Da ich ja keine schwerwiegenden Sünden beging, sondern nur so tat, als ob, machte ich den kläglichen Versuch, mir selbst einzureden, dass es kein Problem sei, ein so übles Verhalten an den Tag zu legen. Aber da irrte ich mich gewaltig! Meine Schauspielerei erreichte einen Punkt, wo ich mir selbst nicht mehr zusehen konnte. Je beliebter ich wurde, desto weniger gefiel mir die Rolle, die ich spielte.

Einmal unterhielten sich zwei meiner Freundinnen über ein sehr nettes, sportliches Mädchen namens Jennifer, das sich nicht davor scheute, für das einzustehen, woran es glaubte. Eine meiner Freundinnen – das schönste, beliebteste und klügste Mädchen der siebten Klasse –, sagte: „Jennifer ist ganz anders. Ich wünschte, ich wäre mutig genug, so für meinen Glauben einzustehen wie sie. Ich kenne sonst niemanden, der so konsequent lebt.“ Ich war fassungslos.

„Wie konnte sie so etwas sagen, ohne mich auch nur zu erwähnen?“, fragte ich mich. „Schließlich hat meine Kirche sehr wohl hohe Grundsätze!“ Ich war wütend, dass sie mich nicht einmal ansatzweise als gutes Vorbild betrachtete. Doch plötzlich kam es mir vor, als säße ich in der ersten Reihe im Kino und sähe einen Film über mein Leben.

Ich dachte darüber nach, was für ein schlechtes Beispiel ich meinen Freundinnen gegeben hatte. Wer sollte sich wünschen, so mutig und einzigartig zu sein wie ich, wenn er mein Verhalten sah? Mir gefiel überhaupt nicht, was aus mir geworden war.

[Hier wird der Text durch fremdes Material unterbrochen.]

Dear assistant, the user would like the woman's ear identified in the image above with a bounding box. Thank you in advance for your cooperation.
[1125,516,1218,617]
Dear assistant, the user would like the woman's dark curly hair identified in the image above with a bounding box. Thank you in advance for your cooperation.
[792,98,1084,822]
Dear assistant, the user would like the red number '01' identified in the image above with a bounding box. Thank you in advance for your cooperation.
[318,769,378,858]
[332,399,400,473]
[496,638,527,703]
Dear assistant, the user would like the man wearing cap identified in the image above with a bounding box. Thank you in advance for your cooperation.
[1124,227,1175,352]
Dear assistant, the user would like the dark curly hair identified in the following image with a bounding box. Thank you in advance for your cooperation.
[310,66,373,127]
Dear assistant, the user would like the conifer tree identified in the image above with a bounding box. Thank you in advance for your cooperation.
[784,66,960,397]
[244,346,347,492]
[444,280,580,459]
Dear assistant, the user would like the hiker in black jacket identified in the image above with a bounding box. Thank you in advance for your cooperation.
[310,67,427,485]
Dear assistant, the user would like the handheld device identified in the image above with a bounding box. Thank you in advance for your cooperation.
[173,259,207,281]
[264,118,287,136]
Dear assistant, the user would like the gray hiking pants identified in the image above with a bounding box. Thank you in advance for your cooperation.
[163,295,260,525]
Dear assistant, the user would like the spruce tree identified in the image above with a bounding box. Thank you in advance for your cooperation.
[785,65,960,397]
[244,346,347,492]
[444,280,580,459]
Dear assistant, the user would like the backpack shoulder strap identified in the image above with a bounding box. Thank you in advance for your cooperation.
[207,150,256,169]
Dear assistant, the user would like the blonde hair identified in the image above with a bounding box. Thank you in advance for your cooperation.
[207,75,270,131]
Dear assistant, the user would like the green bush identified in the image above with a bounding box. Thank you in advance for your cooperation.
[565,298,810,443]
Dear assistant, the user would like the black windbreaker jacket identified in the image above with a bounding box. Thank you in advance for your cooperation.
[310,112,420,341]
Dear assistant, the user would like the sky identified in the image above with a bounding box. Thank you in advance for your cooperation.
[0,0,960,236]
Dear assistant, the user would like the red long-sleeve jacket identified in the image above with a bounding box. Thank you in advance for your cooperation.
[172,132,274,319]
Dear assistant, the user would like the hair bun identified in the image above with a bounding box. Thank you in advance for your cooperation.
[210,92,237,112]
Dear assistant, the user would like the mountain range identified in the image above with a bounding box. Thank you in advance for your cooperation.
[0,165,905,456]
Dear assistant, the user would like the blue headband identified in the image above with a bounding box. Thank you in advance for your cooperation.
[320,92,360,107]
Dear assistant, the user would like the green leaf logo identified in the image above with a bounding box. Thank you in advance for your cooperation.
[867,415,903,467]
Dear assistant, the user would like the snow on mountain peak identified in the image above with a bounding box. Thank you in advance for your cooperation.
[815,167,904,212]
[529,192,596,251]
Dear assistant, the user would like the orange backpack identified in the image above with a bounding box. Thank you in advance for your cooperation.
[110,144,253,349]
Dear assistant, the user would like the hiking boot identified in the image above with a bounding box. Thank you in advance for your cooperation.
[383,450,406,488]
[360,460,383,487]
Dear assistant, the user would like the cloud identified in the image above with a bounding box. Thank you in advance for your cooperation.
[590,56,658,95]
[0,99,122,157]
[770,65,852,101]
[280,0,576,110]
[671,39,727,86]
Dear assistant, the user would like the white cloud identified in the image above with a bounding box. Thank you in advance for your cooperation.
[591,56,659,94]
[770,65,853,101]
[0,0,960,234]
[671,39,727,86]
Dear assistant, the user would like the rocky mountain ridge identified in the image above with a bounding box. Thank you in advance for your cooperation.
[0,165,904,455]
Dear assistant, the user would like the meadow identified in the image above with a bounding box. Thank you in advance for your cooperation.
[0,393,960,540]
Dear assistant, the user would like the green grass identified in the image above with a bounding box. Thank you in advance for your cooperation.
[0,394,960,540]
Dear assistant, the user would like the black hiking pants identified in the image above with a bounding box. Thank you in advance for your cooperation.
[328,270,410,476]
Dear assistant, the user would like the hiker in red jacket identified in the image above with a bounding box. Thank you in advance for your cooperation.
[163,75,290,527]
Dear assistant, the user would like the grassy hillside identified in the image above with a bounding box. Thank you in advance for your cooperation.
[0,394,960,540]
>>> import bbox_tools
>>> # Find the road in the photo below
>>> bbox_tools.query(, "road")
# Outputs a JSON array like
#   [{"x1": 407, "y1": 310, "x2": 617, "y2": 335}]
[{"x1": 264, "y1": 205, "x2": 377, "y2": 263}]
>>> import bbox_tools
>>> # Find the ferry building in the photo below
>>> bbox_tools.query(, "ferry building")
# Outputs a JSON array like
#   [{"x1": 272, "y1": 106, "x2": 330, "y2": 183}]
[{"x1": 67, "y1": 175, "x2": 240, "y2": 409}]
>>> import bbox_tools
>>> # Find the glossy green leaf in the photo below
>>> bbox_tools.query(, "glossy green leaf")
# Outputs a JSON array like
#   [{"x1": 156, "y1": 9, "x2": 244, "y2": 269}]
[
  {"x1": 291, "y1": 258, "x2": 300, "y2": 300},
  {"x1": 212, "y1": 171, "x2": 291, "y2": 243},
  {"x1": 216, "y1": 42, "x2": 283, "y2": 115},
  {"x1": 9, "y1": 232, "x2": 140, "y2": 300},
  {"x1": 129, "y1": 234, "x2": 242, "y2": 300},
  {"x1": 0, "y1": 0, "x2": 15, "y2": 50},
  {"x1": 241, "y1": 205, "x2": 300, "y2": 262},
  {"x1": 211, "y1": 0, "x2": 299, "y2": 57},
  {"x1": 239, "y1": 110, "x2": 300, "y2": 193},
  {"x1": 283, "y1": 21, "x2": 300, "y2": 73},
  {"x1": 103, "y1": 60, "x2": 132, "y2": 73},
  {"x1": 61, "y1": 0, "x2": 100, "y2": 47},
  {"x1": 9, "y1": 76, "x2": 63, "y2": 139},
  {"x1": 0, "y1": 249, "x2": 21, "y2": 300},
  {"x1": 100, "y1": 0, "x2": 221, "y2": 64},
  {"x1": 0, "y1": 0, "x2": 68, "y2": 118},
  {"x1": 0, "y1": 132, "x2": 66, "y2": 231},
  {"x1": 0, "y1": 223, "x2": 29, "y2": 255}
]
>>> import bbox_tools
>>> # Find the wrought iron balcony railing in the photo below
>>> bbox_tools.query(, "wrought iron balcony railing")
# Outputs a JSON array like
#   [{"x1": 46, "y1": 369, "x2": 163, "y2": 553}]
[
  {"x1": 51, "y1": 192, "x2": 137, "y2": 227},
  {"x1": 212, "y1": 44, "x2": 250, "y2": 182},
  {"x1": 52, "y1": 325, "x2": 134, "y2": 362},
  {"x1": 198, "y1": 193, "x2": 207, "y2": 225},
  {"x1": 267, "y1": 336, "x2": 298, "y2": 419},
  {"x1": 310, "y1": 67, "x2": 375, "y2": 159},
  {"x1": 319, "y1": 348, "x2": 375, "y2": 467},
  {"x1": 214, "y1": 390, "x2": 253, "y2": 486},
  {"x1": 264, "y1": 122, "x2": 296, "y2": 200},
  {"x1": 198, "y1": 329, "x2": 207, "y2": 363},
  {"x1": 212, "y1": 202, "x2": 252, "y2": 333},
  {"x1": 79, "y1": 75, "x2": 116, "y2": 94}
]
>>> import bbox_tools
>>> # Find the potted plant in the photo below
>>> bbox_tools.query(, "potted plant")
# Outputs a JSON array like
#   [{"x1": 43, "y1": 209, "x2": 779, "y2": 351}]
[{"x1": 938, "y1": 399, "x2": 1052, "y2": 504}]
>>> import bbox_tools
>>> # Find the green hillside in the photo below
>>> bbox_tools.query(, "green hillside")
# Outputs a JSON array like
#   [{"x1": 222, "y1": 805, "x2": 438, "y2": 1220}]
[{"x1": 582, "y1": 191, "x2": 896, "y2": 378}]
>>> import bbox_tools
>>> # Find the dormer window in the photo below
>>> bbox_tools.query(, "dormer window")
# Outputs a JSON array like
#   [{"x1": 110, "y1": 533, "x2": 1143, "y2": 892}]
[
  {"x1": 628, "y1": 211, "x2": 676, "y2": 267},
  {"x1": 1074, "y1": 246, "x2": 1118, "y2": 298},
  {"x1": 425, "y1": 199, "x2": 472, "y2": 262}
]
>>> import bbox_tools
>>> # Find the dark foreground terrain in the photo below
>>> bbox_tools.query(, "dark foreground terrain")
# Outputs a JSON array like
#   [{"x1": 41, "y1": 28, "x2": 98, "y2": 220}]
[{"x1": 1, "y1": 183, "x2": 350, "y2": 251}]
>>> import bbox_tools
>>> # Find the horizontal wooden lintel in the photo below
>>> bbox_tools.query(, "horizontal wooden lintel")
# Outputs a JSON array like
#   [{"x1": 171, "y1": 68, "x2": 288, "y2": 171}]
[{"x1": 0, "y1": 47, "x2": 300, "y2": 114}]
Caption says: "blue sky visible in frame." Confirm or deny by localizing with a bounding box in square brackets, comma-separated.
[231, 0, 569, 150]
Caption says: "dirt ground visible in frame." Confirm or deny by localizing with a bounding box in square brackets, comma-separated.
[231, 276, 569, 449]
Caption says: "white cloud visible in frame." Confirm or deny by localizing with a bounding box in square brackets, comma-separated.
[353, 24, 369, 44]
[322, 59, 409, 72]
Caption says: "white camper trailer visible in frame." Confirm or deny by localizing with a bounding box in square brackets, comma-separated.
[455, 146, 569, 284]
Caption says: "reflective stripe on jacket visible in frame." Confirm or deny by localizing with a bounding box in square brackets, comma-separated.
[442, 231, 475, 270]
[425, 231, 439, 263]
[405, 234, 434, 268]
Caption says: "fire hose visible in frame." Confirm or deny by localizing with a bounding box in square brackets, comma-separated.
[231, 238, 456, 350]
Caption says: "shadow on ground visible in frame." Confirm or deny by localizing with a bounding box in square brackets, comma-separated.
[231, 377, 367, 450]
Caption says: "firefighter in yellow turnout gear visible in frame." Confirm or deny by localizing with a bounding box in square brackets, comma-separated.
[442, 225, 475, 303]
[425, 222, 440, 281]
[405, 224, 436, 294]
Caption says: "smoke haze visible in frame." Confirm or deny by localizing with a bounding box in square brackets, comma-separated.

Meinen Charakter und meinen Ruf zu ändern war ein langwieriges Unterfangen. Ich muss mich immer noch anstrengen, den Mund zu halten, anstatt mit einer Beleidigung herauszuplatzen, die bei der Masse gut ankommt. Aber ich habe festgestellt, dass ich meine Freunde zum Lachen bringen kann, ohne die Gefühle anderer zu verletzen, und dass ich das Zimmer verlassen kann, wenn geschmacklose Witze gemacht werden, ohne dafür Spott zu ernten. Niemand muss den „Schurken“ mimen, um viele Freunde zu gewinnen. Ich habe meine Einstellung und mein Verhalten geändert, weil ich es inzwischen viel cooler finde, zu meinen Überzeugungen zu stehen, als zu verbergen, wer ich wirklich bin.